Digital frame targets kitchen
While personal computer makers enviously eye the Great American Living Room as a lucrative market for their products, the leading maker of digital picture frames in the United States is focusing on another part of the house for its latest computainment offering: the kitchen. Pandigital, of Dublin, Calif., will begin demonstrating next week at the International Home & Housewares Show in Chicago a 15-inch, 1280-by-720-pixel LCD display that's a combination HDTV, electronic cookbook and digital picture frame.
The unit, which is priced at $399.99, can be mounted under the cabinets in a kitchen or on a wall. It also has a stand for display on a countertop. What's more, because the screen is sealed behind glass, it can avert damage from kitchen perils like water, flour and oil. In addition, the frame has interchangeable face plates in brushed stainless, black or white to match most kitchen decors.
A built-in calendar and clock can be used to program the frame to play content at appointed times, as well as set reminder alarms.

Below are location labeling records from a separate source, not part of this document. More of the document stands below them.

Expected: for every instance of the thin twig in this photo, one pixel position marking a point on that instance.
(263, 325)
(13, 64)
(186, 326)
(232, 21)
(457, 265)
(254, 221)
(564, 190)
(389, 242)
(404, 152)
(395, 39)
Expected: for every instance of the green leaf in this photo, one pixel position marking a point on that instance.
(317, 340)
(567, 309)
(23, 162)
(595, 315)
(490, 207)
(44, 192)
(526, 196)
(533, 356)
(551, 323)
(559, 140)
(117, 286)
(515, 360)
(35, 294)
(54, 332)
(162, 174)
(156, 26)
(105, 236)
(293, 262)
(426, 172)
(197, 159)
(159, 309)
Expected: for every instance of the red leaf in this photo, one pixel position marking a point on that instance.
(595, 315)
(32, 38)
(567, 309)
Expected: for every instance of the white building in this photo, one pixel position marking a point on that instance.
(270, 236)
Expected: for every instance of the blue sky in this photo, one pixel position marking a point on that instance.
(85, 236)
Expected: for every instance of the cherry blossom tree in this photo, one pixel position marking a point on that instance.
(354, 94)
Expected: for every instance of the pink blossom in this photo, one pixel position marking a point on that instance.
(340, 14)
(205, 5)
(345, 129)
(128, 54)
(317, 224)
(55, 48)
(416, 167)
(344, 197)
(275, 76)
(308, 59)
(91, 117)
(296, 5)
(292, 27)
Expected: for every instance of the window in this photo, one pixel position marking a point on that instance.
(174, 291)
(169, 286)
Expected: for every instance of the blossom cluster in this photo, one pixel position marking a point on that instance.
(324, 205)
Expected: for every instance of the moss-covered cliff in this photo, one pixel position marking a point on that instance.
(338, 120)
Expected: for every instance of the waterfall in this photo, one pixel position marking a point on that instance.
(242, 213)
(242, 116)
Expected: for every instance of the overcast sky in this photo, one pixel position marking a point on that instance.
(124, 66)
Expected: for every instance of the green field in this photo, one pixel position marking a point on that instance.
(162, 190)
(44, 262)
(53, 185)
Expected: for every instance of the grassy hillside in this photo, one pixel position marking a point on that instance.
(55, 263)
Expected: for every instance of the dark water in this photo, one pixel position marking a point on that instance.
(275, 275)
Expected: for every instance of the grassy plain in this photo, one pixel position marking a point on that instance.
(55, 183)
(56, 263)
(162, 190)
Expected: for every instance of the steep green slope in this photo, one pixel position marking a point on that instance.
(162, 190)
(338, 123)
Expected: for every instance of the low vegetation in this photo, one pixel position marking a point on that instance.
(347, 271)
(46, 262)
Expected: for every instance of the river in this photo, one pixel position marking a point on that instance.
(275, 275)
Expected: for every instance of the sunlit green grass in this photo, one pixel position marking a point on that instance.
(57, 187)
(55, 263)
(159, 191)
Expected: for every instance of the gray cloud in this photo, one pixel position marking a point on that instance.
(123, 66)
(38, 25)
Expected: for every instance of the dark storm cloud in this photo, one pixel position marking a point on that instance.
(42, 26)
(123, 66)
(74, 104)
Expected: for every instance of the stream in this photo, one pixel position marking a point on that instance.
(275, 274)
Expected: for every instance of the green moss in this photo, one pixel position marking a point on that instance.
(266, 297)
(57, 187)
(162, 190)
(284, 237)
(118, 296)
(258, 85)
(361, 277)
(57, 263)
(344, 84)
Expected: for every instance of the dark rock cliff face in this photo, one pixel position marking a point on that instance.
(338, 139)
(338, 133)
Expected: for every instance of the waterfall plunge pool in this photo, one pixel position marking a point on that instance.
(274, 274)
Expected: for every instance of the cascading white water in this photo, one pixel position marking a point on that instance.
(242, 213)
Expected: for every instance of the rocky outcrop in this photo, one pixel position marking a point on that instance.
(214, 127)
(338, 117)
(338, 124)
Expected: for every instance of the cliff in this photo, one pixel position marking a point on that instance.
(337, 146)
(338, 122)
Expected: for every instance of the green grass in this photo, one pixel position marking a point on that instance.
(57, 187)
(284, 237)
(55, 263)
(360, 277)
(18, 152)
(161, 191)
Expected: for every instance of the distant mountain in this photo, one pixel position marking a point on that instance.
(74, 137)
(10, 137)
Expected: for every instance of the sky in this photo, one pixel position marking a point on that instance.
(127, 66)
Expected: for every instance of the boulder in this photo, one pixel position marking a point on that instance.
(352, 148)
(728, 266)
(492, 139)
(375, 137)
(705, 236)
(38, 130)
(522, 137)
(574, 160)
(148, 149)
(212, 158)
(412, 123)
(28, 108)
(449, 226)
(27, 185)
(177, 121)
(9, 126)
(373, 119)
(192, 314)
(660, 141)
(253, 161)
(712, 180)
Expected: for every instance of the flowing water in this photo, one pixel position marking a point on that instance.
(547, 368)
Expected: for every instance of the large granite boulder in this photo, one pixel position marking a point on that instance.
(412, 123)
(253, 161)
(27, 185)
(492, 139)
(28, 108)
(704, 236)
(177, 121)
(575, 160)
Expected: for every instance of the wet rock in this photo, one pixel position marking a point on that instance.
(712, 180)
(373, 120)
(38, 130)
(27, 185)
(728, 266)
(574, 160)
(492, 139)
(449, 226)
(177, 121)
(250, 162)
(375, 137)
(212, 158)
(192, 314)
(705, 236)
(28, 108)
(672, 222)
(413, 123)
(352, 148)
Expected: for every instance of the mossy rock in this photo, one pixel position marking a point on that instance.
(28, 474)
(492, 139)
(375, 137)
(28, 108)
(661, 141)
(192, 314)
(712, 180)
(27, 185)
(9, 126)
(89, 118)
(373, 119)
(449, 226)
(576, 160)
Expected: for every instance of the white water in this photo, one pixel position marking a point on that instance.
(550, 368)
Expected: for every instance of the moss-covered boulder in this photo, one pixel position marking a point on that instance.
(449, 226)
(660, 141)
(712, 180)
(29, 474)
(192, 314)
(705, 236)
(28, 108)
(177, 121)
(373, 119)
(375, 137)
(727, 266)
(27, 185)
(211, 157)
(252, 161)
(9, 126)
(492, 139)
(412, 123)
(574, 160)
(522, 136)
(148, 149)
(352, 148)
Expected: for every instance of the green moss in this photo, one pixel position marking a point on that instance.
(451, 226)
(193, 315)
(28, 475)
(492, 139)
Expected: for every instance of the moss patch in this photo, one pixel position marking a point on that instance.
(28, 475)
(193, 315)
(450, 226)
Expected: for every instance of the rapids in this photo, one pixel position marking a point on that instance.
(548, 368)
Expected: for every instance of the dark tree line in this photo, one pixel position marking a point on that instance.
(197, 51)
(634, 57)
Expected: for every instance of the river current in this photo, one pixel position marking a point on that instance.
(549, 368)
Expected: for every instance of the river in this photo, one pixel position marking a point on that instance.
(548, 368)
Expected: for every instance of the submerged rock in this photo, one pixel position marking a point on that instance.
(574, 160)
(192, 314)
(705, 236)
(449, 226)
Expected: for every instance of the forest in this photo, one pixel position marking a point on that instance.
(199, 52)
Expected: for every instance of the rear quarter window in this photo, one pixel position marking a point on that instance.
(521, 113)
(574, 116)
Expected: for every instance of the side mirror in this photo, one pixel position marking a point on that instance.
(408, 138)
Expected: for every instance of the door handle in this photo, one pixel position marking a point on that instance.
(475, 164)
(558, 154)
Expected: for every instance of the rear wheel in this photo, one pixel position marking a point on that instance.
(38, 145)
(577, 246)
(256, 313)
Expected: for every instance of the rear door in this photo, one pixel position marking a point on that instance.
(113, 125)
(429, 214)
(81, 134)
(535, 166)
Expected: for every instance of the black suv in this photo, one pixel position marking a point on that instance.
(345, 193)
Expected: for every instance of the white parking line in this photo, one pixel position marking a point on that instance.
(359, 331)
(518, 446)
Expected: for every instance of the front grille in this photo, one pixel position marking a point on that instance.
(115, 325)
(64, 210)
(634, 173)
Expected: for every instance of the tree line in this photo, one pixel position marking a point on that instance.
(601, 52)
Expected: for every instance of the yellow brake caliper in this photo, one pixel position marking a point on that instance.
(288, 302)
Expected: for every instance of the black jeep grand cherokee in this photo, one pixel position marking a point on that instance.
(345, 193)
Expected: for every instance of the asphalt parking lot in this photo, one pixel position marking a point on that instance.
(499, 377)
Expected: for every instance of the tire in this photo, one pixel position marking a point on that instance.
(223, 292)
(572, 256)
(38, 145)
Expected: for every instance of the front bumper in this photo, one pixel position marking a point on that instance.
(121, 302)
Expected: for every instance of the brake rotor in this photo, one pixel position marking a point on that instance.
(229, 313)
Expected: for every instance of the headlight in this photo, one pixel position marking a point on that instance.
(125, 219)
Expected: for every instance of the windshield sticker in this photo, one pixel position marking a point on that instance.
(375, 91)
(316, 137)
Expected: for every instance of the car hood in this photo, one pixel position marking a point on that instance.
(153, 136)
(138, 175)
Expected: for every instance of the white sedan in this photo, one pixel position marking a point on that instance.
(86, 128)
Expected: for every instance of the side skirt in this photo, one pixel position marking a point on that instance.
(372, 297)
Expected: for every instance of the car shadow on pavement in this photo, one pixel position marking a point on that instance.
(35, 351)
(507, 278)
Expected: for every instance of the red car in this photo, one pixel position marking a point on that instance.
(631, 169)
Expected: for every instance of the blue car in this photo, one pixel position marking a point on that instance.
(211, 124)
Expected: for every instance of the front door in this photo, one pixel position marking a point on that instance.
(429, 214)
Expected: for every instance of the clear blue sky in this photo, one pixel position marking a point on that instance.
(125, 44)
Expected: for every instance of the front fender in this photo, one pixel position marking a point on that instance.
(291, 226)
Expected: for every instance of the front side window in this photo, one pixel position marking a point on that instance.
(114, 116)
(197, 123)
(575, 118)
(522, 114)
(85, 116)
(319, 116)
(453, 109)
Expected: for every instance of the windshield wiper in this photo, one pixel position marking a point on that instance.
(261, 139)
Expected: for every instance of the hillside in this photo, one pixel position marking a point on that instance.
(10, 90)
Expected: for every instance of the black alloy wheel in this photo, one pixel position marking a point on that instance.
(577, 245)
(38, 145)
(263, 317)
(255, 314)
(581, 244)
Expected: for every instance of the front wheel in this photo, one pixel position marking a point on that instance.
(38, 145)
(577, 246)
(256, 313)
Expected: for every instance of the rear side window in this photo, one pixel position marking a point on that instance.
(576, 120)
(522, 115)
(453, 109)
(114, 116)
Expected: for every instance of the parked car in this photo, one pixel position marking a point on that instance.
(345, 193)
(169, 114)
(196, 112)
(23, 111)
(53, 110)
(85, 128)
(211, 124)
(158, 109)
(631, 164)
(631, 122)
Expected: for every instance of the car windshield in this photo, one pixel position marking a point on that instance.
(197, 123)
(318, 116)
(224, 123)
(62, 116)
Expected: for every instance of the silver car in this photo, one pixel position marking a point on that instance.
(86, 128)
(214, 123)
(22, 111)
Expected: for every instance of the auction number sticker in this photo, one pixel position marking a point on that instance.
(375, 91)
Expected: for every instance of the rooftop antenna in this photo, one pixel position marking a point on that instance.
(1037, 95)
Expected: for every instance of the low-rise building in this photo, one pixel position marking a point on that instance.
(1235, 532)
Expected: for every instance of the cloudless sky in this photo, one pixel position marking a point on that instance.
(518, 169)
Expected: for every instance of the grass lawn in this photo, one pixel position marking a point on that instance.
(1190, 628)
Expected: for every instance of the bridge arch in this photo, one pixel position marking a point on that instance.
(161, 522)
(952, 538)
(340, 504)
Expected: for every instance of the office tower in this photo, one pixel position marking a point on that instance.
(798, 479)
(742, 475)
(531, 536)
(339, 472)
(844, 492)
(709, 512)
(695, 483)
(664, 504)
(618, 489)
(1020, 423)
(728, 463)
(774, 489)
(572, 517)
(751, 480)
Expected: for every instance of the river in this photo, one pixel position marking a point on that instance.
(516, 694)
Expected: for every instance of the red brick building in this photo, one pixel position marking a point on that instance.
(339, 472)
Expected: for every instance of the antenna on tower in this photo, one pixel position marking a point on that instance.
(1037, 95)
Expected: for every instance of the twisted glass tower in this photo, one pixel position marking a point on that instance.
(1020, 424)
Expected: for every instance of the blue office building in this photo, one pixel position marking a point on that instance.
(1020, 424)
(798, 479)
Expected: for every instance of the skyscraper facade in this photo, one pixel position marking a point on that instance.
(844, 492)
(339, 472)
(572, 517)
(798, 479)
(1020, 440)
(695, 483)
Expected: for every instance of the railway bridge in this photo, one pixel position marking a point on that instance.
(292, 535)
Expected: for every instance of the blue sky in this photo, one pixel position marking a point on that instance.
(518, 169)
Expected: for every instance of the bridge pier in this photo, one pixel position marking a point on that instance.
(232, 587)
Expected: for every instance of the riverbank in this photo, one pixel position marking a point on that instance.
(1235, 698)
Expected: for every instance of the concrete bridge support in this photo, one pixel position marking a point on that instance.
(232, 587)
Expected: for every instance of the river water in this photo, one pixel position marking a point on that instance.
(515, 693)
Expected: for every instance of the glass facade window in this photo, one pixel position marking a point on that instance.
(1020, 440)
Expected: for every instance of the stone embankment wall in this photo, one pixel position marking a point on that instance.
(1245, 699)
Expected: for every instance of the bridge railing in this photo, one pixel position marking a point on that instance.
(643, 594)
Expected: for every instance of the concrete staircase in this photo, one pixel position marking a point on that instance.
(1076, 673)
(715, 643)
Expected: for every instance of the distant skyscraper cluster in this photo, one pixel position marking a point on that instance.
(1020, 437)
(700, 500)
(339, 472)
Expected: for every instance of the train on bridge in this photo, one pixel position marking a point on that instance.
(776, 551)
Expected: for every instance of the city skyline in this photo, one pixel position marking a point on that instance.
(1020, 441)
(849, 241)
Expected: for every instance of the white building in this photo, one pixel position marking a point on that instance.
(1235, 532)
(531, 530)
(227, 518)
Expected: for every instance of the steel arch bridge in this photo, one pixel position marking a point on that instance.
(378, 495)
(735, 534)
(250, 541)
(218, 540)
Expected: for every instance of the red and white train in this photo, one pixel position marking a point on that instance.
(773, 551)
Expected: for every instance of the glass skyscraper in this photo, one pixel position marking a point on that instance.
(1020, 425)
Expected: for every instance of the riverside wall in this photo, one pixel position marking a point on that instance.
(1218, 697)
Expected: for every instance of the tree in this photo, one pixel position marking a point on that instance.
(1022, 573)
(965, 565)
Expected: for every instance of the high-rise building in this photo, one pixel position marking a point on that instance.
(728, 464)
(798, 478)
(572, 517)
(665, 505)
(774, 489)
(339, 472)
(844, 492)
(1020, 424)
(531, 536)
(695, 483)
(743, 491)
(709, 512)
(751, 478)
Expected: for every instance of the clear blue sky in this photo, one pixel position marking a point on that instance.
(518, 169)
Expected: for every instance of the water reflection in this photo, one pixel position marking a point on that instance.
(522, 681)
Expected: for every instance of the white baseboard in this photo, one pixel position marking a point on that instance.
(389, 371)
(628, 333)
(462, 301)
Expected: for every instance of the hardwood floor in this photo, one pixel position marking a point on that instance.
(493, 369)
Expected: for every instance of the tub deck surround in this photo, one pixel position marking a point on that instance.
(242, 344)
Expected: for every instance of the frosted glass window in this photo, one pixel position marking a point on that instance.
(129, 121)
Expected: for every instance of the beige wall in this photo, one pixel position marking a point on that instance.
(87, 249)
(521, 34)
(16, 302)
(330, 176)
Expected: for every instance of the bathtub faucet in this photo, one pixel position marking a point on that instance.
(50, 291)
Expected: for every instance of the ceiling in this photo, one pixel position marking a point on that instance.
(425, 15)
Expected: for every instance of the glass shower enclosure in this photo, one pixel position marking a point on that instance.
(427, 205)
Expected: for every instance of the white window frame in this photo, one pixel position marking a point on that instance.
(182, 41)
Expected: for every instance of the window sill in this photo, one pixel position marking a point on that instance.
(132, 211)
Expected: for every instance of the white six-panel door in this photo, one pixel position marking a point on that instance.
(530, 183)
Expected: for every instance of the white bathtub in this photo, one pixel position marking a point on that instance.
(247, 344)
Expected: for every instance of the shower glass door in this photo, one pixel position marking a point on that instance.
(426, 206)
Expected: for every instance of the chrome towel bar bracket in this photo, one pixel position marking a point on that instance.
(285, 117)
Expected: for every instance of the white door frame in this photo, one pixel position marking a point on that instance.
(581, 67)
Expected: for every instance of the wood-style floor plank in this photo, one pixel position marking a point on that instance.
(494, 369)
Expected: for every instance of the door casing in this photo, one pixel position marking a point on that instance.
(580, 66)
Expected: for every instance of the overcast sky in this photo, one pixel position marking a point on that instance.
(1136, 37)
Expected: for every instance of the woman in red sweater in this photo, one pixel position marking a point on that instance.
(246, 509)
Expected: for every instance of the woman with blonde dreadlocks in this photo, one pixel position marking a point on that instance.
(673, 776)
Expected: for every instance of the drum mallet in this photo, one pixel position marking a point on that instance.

The unit's functions can be accessed through touchscreen controls or a remote, which can be stored behind the frame where it won't be misplaced.
“As the hub of today’s busy home, the kitchen is now incorporating new technologies that have already been embraced in other areas of the home and office,” Pandigital CEO Dean Finnegan said in a statement. “The Pandigital Kitchen HDTV/Digital Cookbook/Digital Photo Frame addresses this new demand with the convergence of three key technologies into a single product.”
That sounds good to me, but Pandigital has got to change the name of this thing. The "HDTV/Digital Cookbook/Digital Photo Frame" moniker is a real yawner.